Function 4: Facilitating Critical Reflection about Feedback. Once feedback is giving, supervisor and therapist must link new knowledge to action. Therapist can mentally review past sessions and mentally run through future sessions. See sports psychology literature on mental rehearsal as a form of deliberate practice (p. 82). 

Function 5: Facilitating Successive Skill Refinement. Skill acquisition and refinement come through behavioral repetition, not talking about theory. This can occur through simulation-based behavioral rehearsal. See John Wooden example. More examples: watch video of session together; supervisor demonstrates the skill in question; supervisor and therapist then switch roles; supervisor assigns homework (e.g., "Spend an hour watching other videos of sessions with this client. Notice when this particular sequence we identified as challenging occurs. At that moment pause the video and practice responding to the client in the ways we have been rehearsing here"). Solitary practice: therapist watches video of session and practice "making assessments, saying interventions to the client in the video, and tuning in to their own experience while the video is playing (in real time)." 

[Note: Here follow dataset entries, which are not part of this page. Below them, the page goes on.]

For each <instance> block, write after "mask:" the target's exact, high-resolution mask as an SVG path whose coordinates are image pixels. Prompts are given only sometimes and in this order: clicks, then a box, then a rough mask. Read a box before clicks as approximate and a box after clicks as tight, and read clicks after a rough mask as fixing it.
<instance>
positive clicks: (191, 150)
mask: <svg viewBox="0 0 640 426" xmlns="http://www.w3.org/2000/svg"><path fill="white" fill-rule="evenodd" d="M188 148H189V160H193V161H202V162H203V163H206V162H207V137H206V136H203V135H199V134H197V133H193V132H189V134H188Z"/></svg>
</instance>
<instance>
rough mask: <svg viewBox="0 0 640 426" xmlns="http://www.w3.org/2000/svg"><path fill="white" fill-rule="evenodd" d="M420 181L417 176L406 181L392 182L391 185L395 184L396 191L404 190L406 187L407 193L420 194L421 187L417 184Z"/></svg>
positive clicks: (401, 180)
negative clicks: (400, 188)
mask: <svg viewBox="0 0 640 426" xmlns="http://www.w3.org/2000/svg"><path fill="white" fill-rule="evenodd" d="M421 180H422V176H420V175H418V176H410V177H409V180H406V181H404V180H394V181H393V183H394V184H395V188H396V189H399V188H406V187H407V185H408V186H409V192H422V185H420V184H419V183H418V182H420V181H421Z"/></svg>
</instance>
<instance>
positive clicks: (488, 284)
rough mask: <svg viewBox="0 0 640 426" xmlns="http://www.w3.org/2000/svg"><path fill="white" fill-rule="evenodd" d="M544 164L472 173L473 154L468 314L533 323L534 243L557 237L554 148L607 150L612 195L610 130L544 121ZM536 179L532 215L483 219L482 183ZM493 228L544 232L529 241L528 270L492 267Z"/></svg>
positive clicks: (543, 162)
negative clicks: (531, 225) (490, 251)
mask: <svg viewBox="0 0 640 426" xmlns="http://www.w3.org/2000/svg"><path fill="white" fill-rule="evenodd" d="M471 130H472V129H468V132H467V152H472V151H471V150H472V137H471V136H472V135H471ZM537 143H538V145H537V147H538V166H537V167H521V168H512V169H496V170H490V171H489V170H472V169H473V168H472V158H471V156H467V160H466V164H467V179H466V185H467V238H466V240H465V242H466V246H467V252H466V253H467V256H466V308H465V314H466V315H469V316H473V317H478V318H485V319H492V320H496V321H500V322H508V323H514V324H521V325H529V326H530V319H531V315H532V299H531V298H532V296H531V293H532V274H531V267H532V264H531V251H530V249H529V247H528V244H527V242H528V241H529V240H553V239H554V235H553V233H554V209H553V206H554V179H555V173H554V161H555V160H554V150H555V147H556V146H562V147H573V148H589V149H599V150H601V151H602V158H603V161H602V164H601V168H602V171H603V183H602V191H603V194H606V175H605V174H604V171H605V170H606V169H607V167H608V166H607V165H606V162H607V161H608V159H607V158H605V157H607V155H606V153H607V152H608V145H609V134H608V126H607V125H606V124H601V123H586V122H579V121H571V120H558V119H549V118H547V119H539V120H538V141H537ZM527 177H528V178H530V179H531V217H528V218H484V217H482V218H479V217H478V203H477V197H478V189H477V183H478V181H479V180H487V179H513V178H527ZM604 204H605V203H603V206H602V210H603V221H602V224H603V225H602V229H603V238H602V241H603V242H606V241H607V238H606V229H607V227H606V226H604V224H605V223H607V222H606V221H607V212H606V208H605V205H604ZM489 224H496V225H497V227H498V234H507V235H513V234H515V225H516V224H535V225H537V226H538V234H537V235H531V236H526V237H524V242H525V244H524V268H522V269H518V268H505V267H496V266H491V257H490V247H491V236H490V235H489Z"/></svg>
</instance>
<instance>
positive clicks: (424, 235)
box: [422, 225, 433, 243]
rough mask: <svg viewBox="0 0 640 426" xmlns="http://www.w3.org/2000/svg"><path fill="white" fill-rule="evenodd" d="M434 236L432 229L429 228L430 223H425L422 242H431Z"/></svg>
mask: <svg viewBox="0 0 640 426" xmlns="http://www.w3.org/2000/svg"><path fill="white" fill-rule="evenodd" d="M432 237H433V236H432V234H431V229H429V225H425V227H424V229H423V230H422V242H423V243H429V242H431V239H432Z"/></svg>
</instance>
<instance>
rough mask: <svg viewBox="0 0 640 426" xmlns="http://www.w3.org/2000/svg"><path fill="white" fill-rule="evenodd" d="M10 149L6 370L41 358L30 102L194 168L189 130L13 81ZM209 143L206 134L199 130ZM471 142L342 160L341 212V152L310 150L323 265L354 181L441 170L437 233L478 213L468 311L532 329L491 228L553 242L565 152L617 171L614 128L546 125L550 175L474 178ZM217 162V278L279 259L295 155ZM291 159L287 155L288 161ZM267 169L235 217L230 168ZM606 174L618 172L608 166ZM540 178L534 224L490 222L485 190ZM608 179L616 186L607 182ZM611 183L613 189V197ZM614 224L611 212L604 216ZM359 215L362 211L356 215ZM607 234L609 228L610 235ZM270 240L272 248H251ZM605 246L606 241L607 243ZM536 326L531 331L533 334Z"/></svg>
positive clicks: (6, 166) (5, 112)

Ericsson on practice: elite performers "have been found to practice, on the average, roughly the same amount every day, including weekends, and the amount of practice never consistently exceeds five hours per day." It's important for therapists to develop a routine "that would occur at roughly the same time every day." During this practice, the therapist "should be engaged in the same way they would with work performance and should be undisturbed (e.g., turn off phones, internet access, etc.)."